Дождь кончился, в воздухе висел желтый пар. Он пах древесным дымом и серой, от него чесался нос и слезились глаза. Хотя шестичасовая пушка еще не стреляла, подавая сигнал к закрытию ворот, пар уже погрузил город в ночь. Люди блуждали в нем, закрывая лица; держась за руки, прошли два механика в кожаных масках с какими-то свиными рылами.
— Механики отравляют воздух, а потом сами вынуждены изобретать способ, как им дышать, — заметил Никколо Макиавелли. — Жаль, что немногим доступны их средства.
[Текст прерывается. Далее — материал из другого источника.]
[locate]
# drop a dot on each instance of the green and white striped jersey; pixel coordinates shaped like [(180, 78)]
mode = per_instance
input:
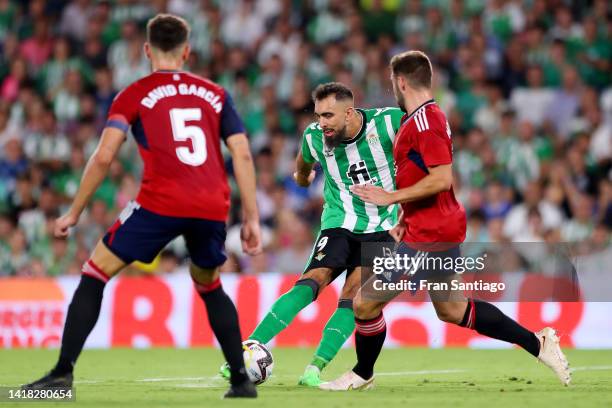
[(366, 158)]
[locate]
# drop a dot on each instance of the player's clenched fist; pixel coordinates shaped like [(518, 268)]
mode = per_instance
[(301, 181), (63, 223), (250, 235)]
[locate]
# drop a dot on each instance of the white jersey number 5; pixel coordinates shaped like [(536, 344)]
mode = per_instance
[(182, 132)]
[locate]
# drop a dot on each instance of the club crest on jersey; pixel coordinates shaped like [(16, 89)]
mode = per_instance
[(371, 138)]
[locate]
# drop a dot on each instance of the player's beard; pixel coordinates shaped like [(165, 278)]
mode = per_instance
[(334, 141)]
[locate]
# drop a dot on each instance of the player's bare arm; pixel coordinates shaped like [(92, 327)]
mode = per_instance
[(398, 231), (238, 145), (304, 174), (440, 178), (95, 172)]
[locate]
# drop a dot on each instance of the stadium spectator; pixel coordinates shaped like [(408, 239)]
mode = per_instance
[(526, 87)]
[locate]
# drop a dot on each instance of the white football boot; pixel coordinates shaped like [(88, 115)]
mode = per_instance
[(551, 354), (347, 382)]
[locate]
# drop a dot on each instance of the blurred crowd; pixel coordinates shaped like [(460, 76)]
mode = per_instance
[(526, 86)]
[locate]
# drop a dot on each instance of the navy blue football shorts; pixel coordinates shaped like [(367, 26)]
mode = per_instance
[(139, 235)]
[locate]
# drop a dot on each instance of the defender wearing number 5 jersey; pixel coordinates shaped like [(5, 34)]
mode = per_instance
[(179, 121)]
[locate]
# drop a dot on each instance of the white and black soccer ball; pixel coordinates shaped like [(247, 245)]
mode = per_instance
[(258, 361)]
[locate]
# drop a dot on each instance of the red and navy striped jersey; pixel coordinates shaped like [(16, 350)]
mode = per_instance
[(178, 120), (423, 141)]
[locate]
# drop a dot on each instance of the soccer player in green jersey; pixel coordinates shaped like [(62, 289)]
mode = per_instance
[(353, 146)]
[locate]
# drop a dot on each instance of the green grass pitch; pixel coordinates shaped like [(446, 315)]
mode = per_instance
[(411, 377)]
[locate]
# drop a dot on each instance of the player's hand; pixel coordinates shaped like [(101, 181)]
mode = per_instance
[(397, 232), (63, 223), (372, 194), (304, 182), (250, 235)]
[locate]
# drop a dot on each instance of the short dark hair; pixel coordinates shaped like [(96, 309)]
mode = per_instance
[(340, 91), (414, 66), (167, 32)]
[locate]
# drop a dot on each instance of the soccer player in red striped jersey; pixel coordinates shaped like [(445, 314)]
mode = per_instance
[(435, 226), (178, 121)]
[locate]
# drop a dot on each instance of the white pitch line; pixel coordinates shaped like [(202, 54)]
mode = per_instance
[(175, 379), (591, 368), (421, 372)]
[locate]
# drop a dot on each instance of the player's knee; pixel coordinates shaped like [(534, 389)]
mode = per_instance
[(312, 284), (203, 276), (349, 290), (93, 270), (364, 310)]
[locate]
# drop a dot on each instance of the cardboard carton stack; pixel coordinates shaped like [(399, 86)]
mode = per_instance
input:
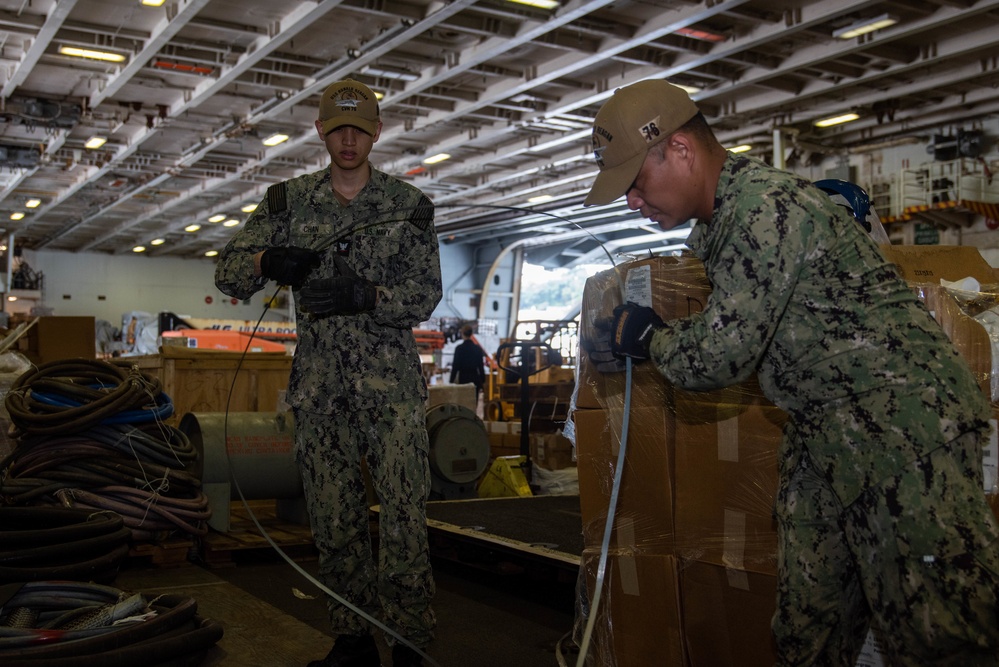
[(690, 577), (693, 523)]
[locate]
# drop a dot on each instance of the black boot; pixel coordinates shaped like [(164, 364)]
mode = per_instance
[(351, 651), (403, 656)]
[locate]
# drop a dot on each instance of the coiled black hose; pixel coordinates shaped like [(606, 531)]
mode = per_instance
[(173, 634), (91, 436), (60, 543), (61, 397)]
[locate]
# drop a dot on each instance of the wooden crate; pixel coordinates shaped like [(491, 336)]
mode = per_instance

Это был один из тех смогов, которые душили Флоренцию, если ветер не дул, и дым от мастерских опускался тяжелым одеялом по течению Арно. Журналист мучительно закашлялся, прикрывая рот ладонью, затем извинился. Он когда-то сидел в подземельях Барджелло, пояснил он, и с тех пор у него болят легкие.
— Но это было до того, как я взялся за перо ради правды, а не ради государства. Что касается правды, теперь, когда мы ушли от твоих товарищей, можешь сказать мне, как было дело, если ты все видел.